Greffière: Mme Monti.
Participants à la procédure
1. A.X.________,
2. B.X.________,
tous deux représentés par Me Olivier Carrard, avocat,
recourants,
contre
C.________,
représentée par Me Pierre Bayenet, avocat,
intimée.
Objet
contrat de travail; décision incidente,
recours en matière civile contre l'arrêt rendu le
21 décembre 2012 par la Chambre des prud'hommes
de la Cour de justice du canton de Genève.
Faits:
A.
C.________ a été engagée comme employée de maison à plein temps au service des époux A.X.________ et B.X.________ et de leurs deux filles. La famille habitait une villa de quatre étages dans le canton de Genève; le couple était absent environ six mois par an.
Le 31 juillet 2008, l'employée a signé une convention dans laquelle elle déclarait mettre un terme au contrat de travail pour le 31 août 2008, d'un commun accord avec A.X.________. L'employée était libérée le jour même de son obligation de travailler. Elle reconnaissait avoir reçu la somme forfaitaire de 20'400 fr. comme solde de salaire, vacances et heures supplémentaires éventuelles, et pour "toutes autres prestations hypothétiques liées au contrat de travail". Il était précisé que le document valait quittance; l'employée déclarait renoncer à faire valoir d'autres prétentions à quelque titre que ce soit.
B.
B.a. Le 17 novembre 2008, l'employée a ouvert action contre A.X.________ et B.X.________ devant la juridiction des prud'hommes du canton de Genève.
Un litige de nature incidente a tout d'abord divisé les parties. Il portait en substance sur l'aptitude d'un certain syndicat à représenter l'employée devant les instances prud'homales, au regard des exigences du droit cantonal. Le Tribunal fédéral a été amené à rendre une décision le 21 octobre 2010 (4A_268/2010).
B.b. Le Tribunal des prud'hommes a ensuite statué sur l'action, qui tendait notamment à la délivrance d'un certificat de travail, à la remise de fiches de salaire et au paiement de 532'576 fr. 45 bruts, sous déduction de 159'000 fr. nets. L'employée revendiquait ainsi un solde salarial, une indemnité pour vacances non prises et le paiement d'heures supplémentaires effectuées les jours ouvrables, les dimanches et les jours fériés.
Les défendeurs ont plaidé le défaut de légitimation passive de B.X.________ et ont conclu au rejet de la demande sur le fond.
Statuant par jugement du 8 juin 2012, le tribunal a admis la légitimation passive de la défenderesse et condamné les deux époux à transmettre à l'employée un certificat de travail définitif et complet, respectivement des fiches de salaire pour toute la durée des rapports de travail, soit du 1 er avril 2003 au 31 août 2008. Le tribunal a par ailleurs rejeté les conclusions pécuniaires au motif que l'employée avait valablement renoncé à toute prétention en vertu de la convention du 31 juillet 2008.

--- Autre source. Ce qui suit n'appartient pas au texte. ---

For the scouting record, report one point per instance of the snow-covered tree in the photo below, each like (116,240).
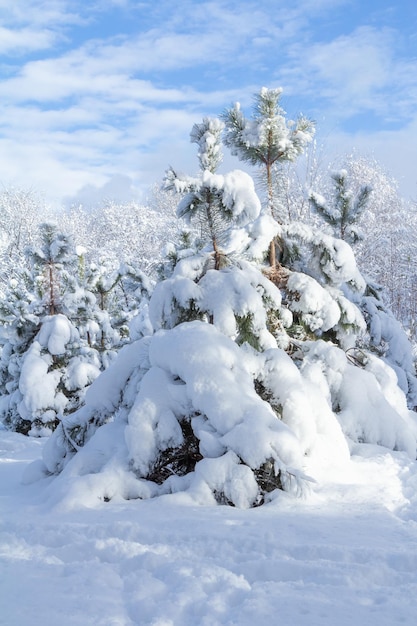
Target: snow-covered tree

B.c. L'employée a fait appel auprès de la Chambre des prud'hommes de la Cour de justice. Statuant par arrêt du 21 décembre 2012, ladite autorité a annulé le jugement en tant qu'il rejetait les conclusions pécuniaires de l'employée. Elle a considéré que la convention précitée était nulle, parce que contraire à l'art. 341 al. 1 CO. En conséquence, la cause a été renvoyée au tribunal "pour éventuel complément d'instruction et nouveau jugement sur ce point". La cour d'appel a en revanche confirmé l'obligation de délivrer un certificat de travail, en apportant une précision quant à son contenu; elle a également confirmé l'obligation de transmettre les fiches de salaire pour la période précitée.
C.
Les époux employeurs interjettent un recours en matière civile auprès du Tribunal fédéral. A titre principal, ils requièrent la réforme de l'arrêt de la Cour de justice en ce sens que l'employée est déboutée de toutes ses conclusions en paiement.
L'employée intimée conclut principalement à l'irrecevabilité du recours, subsidiairement à son rejet. Elle demande l'assistance judiciaire.

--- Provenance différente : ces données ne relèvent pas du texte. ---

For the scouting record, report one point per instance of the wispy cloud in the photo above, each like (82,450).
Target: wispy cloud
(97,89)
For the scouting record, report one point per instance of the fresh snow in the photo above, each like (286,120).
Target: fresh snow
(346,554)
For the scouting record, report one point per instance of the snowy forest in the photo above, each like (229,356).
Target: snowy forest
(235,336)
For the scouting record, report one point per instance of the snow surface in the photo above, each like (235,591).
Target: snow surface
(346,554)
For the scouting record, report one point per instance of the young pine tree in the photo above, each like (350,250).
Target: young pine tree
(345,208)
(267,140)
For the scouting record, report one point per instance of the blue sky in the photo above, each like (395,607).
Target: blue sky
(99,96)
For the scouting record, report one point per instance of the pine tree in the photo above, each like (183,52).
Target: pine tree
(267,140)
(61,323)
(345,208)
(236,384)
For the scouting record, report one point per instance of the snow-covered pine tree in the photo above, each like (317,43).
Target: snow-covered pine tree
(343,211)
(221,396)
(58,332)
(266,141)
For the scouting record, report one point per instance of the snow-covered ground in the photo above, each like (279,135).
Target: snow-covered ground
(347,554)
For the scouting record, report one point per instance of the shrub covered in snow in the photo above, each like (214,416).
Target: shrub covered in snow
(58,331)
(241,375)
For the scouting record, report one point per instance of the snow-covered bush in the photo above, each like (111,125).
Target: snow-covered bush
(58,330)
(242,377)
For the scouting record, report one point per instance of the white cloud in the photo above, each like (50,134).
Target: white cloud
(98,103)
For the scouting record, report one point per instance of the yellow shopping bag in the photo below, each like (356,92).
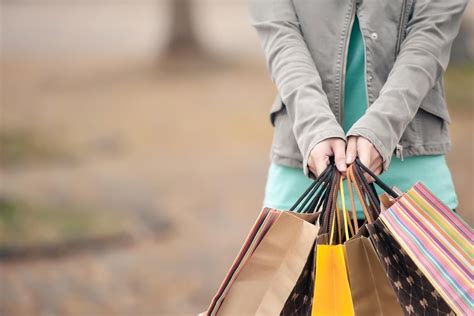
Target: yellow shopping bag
(332,293)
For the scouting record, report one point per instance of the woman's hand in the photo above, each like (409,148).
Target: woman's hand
(319,156)
(358,146)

L'autorité précédente se réfère à son arrêt.
Considérant en droit:
1.
1.1. Le recours vise un arrêt sur appel ordonnant le renvoi de la cause à l'autorité de première instance pour éventuel complément d'instruction et nouvelle décision sur les prétentions pécuniaires formées par la partie demanderesse. Il s'agit-là d'une décision incidente, qui n'est susceptible d'un recours immédiat qu'aux conditions restrictives de l'art. 93 al. 1 LTF (cf. ATF 135 III 212 consid. 1.2 p. 216; 134 II 124 consid. 1.3 p. 127). Les recourants ne prétendent à juste titre pas que la décision les exposerait à un préjudice irréparable (art. 93 al. 1 let. a LTF). Le recours est donc ouvert pour autant que son admission puisse conduire immédiatement à une décision finale permettant d'éviter une procédure probatoire longue et coûteuse (art. 93 al. 1 let. b LTF).

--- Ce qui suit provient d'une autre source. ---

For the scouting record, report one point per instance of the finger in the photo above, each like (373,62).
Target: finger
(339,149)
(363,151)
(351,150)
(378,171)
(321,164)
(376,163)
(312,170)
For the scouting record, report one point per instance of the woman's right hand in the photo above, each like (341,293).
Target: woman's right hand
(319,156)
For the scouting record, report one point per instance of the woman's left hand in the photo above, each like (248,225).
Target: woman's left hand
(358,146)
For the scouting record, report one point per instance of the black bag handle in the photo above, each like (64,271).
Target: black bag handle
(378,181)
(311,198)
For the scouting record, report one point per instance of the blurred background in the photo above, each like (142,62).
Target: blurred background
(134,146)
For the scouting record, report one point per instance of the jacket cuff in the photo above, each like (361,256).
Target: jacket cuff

1.2. Si le Tribunal fédéral devait conclure, à l'instar du premier juge et des recourants, que la convention du 31 juillet 2008 est valable et fait obstacle aux conclusions pécuniaires de l'employée intimée, il serait en mesure de rendre une décision finale (cf. art. 90 LTF), étant précisé que les autres points de la décision cantonale, en particulier l'obligation de délivrer un certificat de travail et des fiches de salaire, ne sont pas contestés.
1.3. Selon la jurisprudence, la procédure probatoire peut être qualifiée de longue et coûteuse lorsqu'elle implique une administration de preuves qui, par sa durée et son coût, s'écarte notablement des procès habituels. S'il s'agit d'entendre les parties, de leur permettre de produire des pièces et de procéder à l'interrogatoire de quelques témoins, un recours immédiat n'est pas justifié; il en va différemment s'il faut envisager une expertise complexe ou plusieurs expertises, l'audition de très nombreux témoins, ou encore l'envoi de commissions rogatoires dans des pays lointains (arrêts 2C_111/2011 du 7 juillet 2011 consid. 1.1.3, in SJ 2012 I 97; 4A_23/2008 du 28 mars 2008 consid. 1.3, in SJ 2008 I 389).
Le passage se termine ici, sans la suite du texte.